Core commands for model deployment and testing. See Operation Flow for detailed steps.
| Command | Description |
|---|---|
deploy <model> <port> | Deploy model on single machine |
deploy <model> <port> <cards> | Deploy with specified card count |
dual-machine deploy <model> head:<IP> worker:<IP> port:<PORT> | Deploy on dual-machine cluster |
test <model> <port> | Test model inference |
deployment log | View deployment log |
deployment status | Check deployment status |
model list | Show supported models |
Check in order, stop if any fails:
huawei-cloud-ascend-command to check chip model, reject non-910B serieshuawei-cloud-ascend-command to check available cards, confirm >= required cardshuawei-cloud-ascend-remote-connect to run ss -tlnp | grep :port, notify if occupiedUser says: "deploy model_name port XXXX" or "deploy model_name port XXXX N cards"
Before deploying, must SSH execute mkdir -p /home/modelarts-agent to ensure directory exists.
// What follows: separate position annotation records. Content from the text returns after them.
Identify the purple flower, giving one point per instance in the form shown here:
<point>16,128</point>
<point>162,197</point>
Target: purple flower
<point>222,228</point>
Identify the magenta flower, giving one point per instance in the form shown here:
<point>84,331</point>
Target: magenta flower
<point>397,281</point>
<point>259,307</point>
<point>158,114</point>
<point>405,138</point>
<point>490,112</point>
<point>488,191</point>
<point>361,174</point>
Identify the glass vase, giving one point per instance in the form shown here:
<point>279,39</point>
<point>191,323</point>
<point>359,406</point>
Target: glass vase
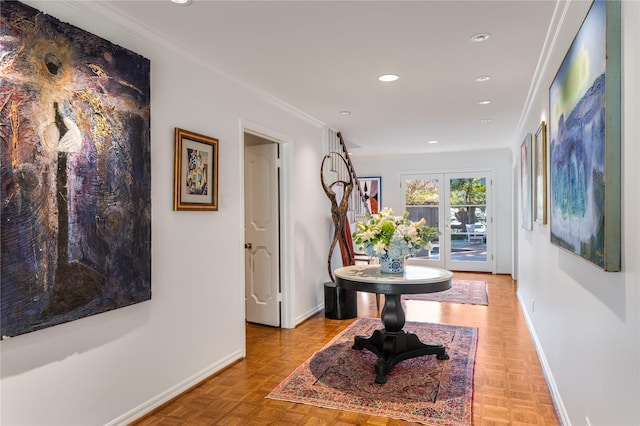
<point>390,265</point>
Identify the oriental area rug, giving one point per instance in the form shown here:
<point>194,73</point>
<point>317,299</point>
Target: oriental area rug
<point>421,390</point>
<point>462,291</point>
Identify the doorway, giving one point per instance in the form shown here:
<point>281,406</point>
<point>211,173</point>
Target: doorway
<point>267,295</point>
<point>262,231</point>
<point>458,205</point>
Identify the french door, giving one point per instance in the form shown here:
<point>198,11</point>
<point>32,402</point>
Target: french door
<point>459,206</point>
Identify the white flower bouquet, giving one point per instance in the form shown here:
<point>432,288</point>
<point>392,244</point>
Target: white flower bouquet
<point>396,236</point>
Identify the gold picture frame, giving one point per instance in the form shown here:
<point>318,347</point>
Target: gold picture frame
<point>540,168</point>
<point>195,171</point>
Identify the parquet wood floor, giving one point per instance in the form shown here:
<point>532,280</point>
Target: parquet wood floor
<point>509,386</point>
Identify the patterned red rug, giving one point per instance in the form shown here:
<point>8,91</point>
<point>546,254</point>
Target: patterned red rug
<point>461,291</point>
<point>422,390</point>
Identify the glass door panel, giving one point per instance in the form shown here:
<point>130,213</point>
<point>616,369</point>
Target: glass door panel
<point>424,198</point>
<point>458,205</point>
<point>468,200</point>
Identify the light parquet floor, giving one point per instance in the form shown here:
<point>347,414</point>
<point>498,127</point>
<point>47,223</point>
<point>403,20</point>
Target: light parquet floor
<point>509,386</point>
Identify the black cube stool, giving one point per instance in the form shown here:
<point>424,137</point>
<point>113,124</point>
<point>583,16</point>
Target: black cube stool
<point>339,303</point>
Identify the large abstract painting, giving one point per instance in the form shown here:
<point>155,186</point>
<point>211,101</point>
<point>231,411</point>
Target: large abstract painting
<point>76,173</point>
<point>585,141</point>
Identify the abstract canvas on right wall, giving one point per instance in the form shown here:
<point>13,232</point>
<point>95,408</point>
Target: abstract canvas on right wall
<point>585,128</point>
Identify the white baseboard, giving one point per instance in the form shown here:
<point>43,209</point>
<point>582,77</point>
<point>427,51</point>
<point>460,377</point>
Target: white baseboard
<point>563,416</point>
<point>157,401</point>
<point>311,312</point>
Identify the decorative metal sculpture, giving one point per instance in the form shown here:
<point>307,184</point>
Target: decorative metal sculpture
<point>338,211</point>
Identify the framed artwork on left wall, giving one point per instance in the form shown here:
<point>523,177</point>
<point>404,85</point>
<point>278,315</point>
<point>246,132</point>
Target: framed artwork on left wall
<point>75,234</point>
<point>195,171</point>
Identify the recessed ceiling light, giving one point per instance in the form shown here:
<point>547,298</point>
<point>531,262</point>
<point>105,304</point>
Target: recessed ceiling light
<point>480,37</point>
<point>388,77</point>
<point>482,78</point>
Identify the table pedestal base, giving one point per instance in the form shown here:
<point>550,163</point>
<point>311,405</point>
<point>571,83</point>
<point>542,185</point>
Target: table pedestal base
<point>393,347</point>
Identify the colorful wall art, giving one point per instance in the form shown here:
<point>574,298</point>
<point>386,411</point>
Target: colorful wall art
<point>76,173</point>
<point>585,128</point>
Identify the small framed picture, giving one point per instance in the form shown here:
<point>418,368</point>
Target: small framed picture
<point>540,182</point>
<point>371,188</point>
<point>195,171</point>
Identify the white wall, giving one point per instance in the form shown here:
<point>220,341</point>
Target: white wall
<point>496,161</point>
<point>109,368</point>
<point>587,321</point>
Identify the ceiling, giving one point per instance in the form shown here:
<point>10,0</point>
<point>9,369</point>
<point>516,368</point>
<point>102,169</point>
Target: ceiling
<point>324,57</point>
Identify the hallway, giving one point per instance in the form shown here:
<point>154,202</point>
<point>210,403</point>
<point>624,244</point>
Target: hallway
<point>509,386</point>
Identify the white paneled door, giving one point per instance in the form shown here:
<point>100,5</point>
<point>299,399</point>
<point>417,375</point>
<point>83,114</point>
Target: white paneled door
<point>262,259</point>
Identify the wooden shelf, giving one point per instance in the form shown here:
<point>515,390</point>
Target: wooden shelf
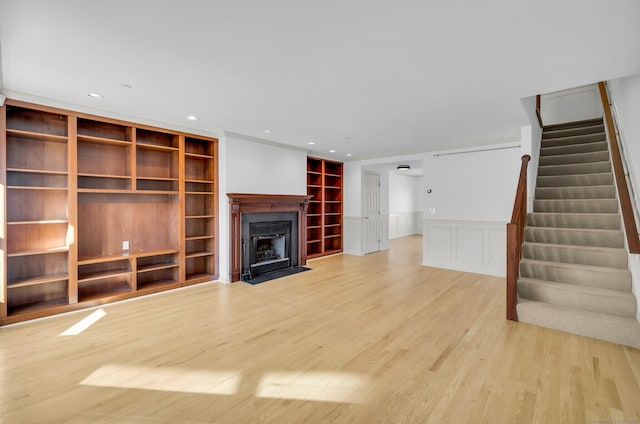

LLM / Embedding / Rerank Command Template:
nohup bash -c 'export model_name=${model} && export required_cards=${cards} && export port=${port} && wget -P /home/modelarts-agent/ https://documentation-samples-17.obs.cn-north-9.myhuaweicloud.com/solution-as-code-publicbucket/solution-as-code-module/quickly-deploy-llm-on-modelarts-lite-devserver/userdata/deploy-large-models/single-machine/deploy-large-models.sh && chmod 755 /home/modelarts-agent/deploy-large-models.sh && sh /home/modelarts-agent/deploy-large-models.sh ${model} ${cards} ${port}' > /home/modelarts-agent/deploy_${model}.log 2>&1 &
VL Multimodal Command Template:
nohup bash -c 'export model_name=${model} && export required_cards=${cards} && export port=${port} && wget -P /home/modelarts-agent/ https://documentation-samples-17.obs.cn-north-9.myhuaweicloud.com/solution-as-code-publicbucket/solution-as-code-module/quickly-deploy-llm-on-modelarts-lite-devserver/userdata/deploy-vl-model/single-machine/deploy-qwen3-vl-model.sh && chmod 755 /home/modelarts-agent/deploy-qwen3-vl-model.sh && sh /home/modelarts-agent/deploy-qwen3-vl-model.sh ${model} ${cards} ${port}' > /home/modelarts-agent/deploy_${model}.log 2>&1 &
OpenSource Command Template:
nohup bash -c 'export model_name=${model} && export required_cards=${cards} && export port=${port} && wget -P /home/modelarts-agent/ https://documentation-samples-17.obs.cn-north-9.myhuaweicloud.com/solution-as-code-publicbucket/solution-as-code-module/quickly-deploy-llm-on-modelarts-lite-devserver/userdata/deploy-large-models/single-machine/open_source/deploy-ai-models.sh && chmod 755 /home/modelarts-agent/deploy-ai-models.sh && sh /home/modelarts-agent/deploy-ai-models.sh ${model} ${cards} ${port}' > /home/modelarts-agent/deploy_${model}.log 2>&1 &
User says: "dual-machine deploy model_name head:IP worker:IP port XXXX"
Before dual-machine deploy, both head and worker nodes need mkdir -p /home/modelarts-agent.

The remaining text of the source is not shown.